What could it be then? An increase in lifestyle diseases such as obesity? That is certainly possible, although the increase in obesity has flattened in the UK since 2010. That said, five years of lifestyle data is not enough to draw any firm conclusions from.
The single biggest explanatory factor is the increase in the number of deaths from dementia and Alzheimer’s. Between the two, the number of deaths rose from 25,000 in 2010 to 62,000 in 2015; however, it doesn’t explain the entire increase, which has led me to search in a slightly different direction.
Think about the decline in the money spent on social care aimed at the elderly in the UK (Exhibit 5 (Note: Although the chart is only updated through 2014, if anything, I would expect it to look even more grim today.)), and think about how that could affect mortality.
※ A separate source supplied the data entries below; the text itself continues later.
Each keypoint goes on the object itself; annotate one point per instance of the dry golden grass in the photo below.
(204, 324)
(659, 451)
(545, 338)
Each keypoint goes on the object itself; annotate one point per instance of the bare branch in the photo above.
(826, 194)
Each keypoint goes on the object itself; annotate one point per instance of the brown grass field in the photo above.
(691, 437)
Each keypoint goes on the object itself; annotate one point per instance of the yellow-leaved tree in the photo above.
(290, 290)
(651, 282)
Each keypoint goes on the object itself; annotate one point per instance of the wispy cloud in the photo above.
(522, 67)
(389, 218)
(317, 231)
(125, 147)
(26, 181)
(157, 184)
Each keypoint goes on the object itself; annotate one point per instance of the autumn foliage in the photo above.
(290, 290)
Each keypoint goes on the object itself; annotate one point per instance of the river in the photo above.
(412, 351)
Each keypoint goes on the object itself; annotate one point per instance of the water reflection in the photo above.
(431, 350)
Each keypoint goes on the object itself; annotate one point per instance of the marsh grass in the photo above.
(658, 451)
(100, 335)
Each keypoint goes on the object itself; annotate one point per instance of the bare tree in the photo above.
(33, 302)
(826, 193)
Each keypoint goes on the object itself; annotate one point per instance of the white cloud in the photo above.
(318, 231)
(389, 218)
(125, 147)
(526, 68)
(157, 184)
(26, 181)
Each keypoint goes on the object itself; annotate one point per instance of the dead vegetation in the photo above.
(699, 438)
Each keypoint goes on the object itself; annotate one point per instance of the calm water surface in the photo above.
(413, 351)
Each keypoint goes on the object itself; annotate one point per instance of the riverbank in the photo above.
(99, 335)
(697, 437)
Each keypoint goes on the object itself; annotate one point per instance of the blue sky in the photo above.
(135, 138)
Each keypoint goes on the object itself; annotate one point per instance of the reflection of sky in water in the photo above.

Unless quality has miraculously risen (which I very much doubt), it is not entirely impossible that the government is indirectly responsible for the rise in the number of deaths in the UK. As we all know, the elderly don’t get the same level of care anymore. Having said that, as I don’t intend to accuse anybody of manslaughter, let’s drop the ball right there.
Researchers have found a statistically significant link between mortality and austerity. Greece is the perfect example. As the crisis unfolded in Greece in 2008 and the years thereafter, more Greeks died than suggested by the mortality tables (Exhibit 6).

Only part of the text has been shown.